Riprendiamo dalla STAMPA di oggi, 21/09/2019, a pag.20 la risposta a un lettore del direttore Maurizio Molinari dal titolo "La strategia di Trump con l'Iran è un contenimento aggressivo come fecero gli Usa con l'Urss".
Maurizio Molinari
Caro Antonioli, gli Stati Uniti sono una potenza planetaria e in quanto tali hanno interessi talmente estesi da poter apparire a volte in contraddizione. Nel caso specifico, gli Usa hanno l'interesse strategico di difendere le risorse petrolifere nel Golfo Persico – cruciale per la stabilità economica dei mercati – e dunque davanti ad un massiccio attacco dal cielo contro i maggiori impianti dell'Arabia Saudita – la prima nazione produttrice di greggio – hanno raccolto le informazioni dai satelliti arrivando alla conclusione che a lanciarlo non sono stati i ribelli houti dello Yemen bensì l'Iran, probabilmente da una sua base ai confini con l'Iraq. Quando il Segretario di Stato Mike Pompeo afferma che si è trattato di un "atto di guerra" sottolinea come la scelta dell'Iran di adoperare missili e droni per colpire un'infrastruttura strategica dell'Arabia Saudita costituisce una lampante violazione della legalità internazionale e come tale va trattata.

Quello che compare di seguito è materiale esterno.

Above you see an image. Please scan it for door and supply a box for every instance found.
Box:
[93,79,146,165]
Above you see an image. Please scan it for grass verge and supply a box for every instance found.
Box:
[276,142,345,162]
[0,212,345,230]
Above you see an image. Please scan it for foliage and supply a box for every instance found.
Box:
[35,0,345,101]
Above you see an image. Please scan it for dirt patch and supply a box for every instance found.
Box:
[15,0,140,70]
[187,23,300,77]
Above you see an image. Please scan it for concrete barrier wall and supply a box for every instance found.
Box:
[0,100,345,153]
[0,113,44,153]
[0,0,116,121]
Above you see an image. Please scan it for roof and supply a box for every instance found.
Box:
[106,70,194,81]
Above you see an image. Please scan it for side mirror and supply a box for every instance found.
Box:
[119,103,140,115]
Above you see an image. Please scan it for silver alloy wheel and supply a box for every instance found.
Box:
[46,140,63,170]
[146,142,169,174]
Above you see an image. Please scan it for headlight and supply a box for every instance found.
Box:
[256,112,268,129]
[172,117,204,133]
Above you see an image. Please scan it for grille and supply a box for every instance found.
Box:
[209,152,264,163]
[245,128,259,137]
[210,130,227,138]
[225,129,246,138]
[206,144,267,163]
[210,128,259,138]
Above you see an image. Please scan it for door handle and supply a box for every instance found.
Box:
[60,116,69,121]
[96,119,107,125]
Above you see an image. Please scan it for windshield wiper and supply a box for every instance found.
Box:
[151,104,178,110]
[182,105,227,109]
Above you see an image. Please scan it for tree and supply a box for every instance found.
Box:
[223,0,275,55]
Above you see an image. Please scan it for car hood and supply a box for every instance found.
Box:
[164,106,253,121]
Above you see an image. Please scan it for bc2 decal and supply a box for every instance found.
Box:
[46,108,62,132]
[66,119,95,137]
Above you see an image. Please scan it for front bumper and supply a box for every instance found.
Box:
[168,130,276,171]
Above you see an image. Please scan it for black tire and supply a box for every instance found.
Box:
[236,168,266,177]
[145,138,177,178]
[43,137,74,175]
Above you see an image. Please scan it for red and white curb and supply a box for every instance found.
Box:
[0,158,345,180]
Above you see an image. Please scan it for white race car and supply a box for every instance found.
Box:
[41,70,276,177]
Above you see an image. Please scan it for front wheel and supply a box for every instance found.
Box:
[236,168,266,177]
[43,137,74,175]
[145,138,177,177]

Da qui l'inasprimento delle sanzioni Usa all'Iran, il rafforzamento del loro dispiegamento militare nel Golfo ed anche l'ipotesi di una ritorsione da parte del Paese attaccato, l'Arabia Saudita. a la risposta americana non finisce qui, perché l'intenzione della Casa Bianca non si limita a sanzionare o punire l'Iran con singole misure bensì a sviluppare politiche capaci di disinnescare il pericolo iraniano per l'intero Medio Oriente. D'altra parte Trump ha incontrato il dittatore nordcoreano Kim Jong-il, che possiede un arsenale nucleare e minaccia di usarlo contro gli Stati Uniti, così come durante la Guerra Fredda altri presidenti Usa incontrarono i leader dell'Urss pur considerando il loro arsenale atomico una minaccia diretta all'esistenza degli Stati Uniti e dell'intero Pianeta. Ciò che accomuna quell'approccio negoziale all'Urss, che iniziò con la Conferenza di Helsinki del 1975, ai summit di Trump con Kim ed allo scenario di un possibile negoziato Usa-Iran è la strategia del contenimento. Ovvero, quando l'America si trova davanti ad un avversario dotato di armi di distruzione di massa punta anzitutto a contenerla, affiancando pressioni economico-militari ed un aggressivo negoziato diplomatico, nella convinzione che sia la tattica migliore per ridurre la pericolosità ed aggredire le debolezze della controparte. Si spiega così l'approccio di Trump all'ipotesi di un incontro con il ministro degli Esteri iraniano Zariff o con il presidente Rohani. L'obiettivo Usa è di arrivare a siglare con Teheran un accordo capace di impedirgli tanto di raggiungere l'arma nucleare che di continuare a minacciare i propri vicini, a cominciare da Arabia Saudita ed Israele. La vera differenza fra Trump e Obama è proprio su questo terreno: l'attuale presidente persegue un'intesa con gli ayatollah capace di impedir loro di destabilizzare il Medio Oriente mentre il predecessore nel 2015 firmò un testo che lasciava a Teheran ampi margini di manovra su più fronti, dal programma nucleare al riarmo balistico fino al sostegno per milizie armate all'estero.